14. Até ao dia 14/08/2015, os autores não receberam dos réus qualquer notificação para a celebração do contrato prometido.
15. Em dia não apurado de Julho de 2015, o réu contactou a mediadora imobiliária, no sentido de saber se da parte dos autores haveria disponibilidade para adiar a marcação da escritura até ao dia 15/09/2015.
16. No dia 15/07/2015, o réu enviou um SMS para o Sr. R, perguntando o seguinte:
Como está o andamento?
17. No dia 28/07/2015, o autor enviou ao Sr. P um email com o seguinte teor:
Caro P
Gostaria que me informasses em reply a este email se já tens os documentos todos do Sr. J e sua mulher necessários à escritura de venda da nossa casa. Gostaria também que me enviasses hoje ou amanhã uma cópia da minuta dessa Escritura. Já deve estar feita, pois tem que estar pronta e deve ser-nos enviada 15 dias antes do dia 15/08. Obrigado, abraço.
18. Entre o dia 15/07/2015 e o dia 02/08/2015, o réu teve conversas telefónicas com o Sr. R em ordem a fazer o ponto da situação quanto à data da escritura.
19. No dia 02/08/2015, o Sr. R informou por SMS o réu de que:
Boa tarde, J***zito! Conseguimos prolongar o prazo da escritura para 15 de Setembro. Vamos falando. Abraço.
Ao que o réu respondeu, igualmente por SMS:
Não vai dar problema. Se for para dar complicação poderei ir para o dia 15/08/15.

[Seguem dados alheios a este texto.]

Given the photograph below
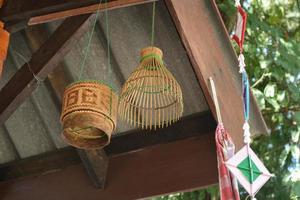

20. No dia 05/08/2015, o réu enviou nova mensagem para o Sr. R, dizendo-lhe o seguinte:
Boa tarde. Já falei com o Pedro e ele me disse que pode ser para o dia 15/09/2015, que o Sr. quer ficar mais um mês. Para mim e melhor que a minha esposa pode dar mais atenção a minha filha nesse período, pega por escrito.
21. O Sr. R respondeu, novamente por SMS, dizendo:
Boa tarde J***zito, já lhe tinha confirmado que estava tudo ok. Vou pegar por escrito esta semana. Grande abraço.
22. No dia 06/08/2015, o Sr. P enviou aos autores um email, dizendo o seguinte:
Boa tarde A e M
Conforme falado e a pedido da M coloco à vossa consideração 3 questões que me foram solicitadas pelo J e sua esposa.
Foram avós novamente e a filha está a precisar de uma assistência extra (….).
O comprador que encontrámos para a casa deles (da permuta) está a ultimar uma movimentação de capitais e só no final de Agosto é que teremos luz verde.
Por último como vocês também iriam ficar até final de Setembro na casa acharam que não haveria problema alterar a data da escritura para 15/09, naturalmente o vosso prazo de saída também atrasa 30 dias.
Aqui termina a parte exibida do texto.